When Caroline reached the cottage, she found Mandy in a paroxysm of pain, and after giving the medicine, she waited until the woman had fallen asleep. It was late when she went back to the house, and as she crossed the garden on her way to the terrace, where she had left one of the French windows open, she lingered for a minute to breathe in the delicious roving scents of the spring night. Something sweet and soft and wild in the April air awoke in her the restlessness which the spring always brought; and she found herself wishing again that she could cast aside the professional training of the last eight or nine years, and become the girl she had been at The Cedars before love had broken her heart. "I am just as young as I was then—only I am so much wiser," she thought, "and it is wisdom—it is knowing life that has caged me and made me a prisoner. I am not an actor, I am only a spectator now, and yet I believe that I could break away again if the desire came—if life really called me. Perhaps, it's the spring that makes me restless—I could never, even at The Cedars, smell budding things without wanting to wander—but to-night there is a kind of wildness in everything. I am tired of being caged. I want to be free to follow—follow—whatever is calling me. I wonder why the pipes of Pan always begin again in the spring?" Enchantingly fair and soft, beneath a silver mist that floated like a breath of dawn from the river, the garden melted into the fields and the fields into the quivering edge of the horizon. In the air there was a faint whispering of gauzy wings, and, now and then, as the breeze stirred the veil of the landscape, little pools of greenish light flickered like glow worms in the hollows.
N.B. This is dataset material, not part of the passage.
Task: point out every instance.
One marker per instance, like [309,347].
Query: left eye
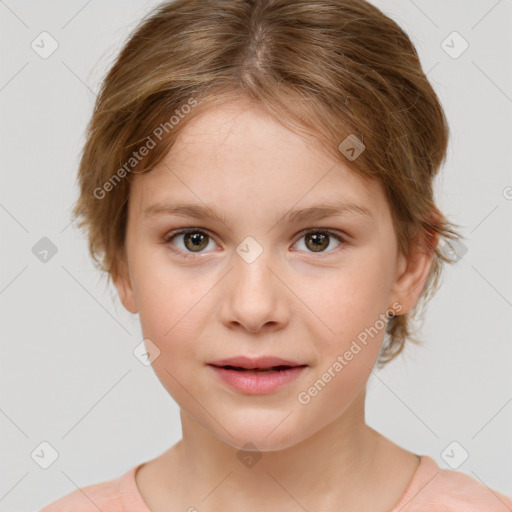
[195,240]
[317,240]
"I hate to go in, but I suppose I must," thought Caroline, as she went up the steps. "Fortunately Roane is off after his commission, so they can't accuse me of coming out to meet him."

For the first time she noticed that the lights were out in the house, and when she tried the window she had left open, she found that someone—probably Patrick—had fastened it. "I ought to have told them I was going out," she thought. "I suppose the servants are all in bed, and if I go to the front and ring, I shall waken everybody." Then, as she passed along the terrace, she saw that the light still glimmered beneath the curtains of the library, where Blackburn was working late, and stopping before the window, she knocked twice on the panes.

At her second knock, she heard a chair pushed back inside and rapid steps cross the floor. An instant later the window was unbolted, and she saw Blackburn standing there against the lighted interior, with a look of surprise and inquiry, which she discerned even though his face was in shadow. He did not speak, and she said hurriedly as she entered,

"I hated to disturb you, but they had locked me out."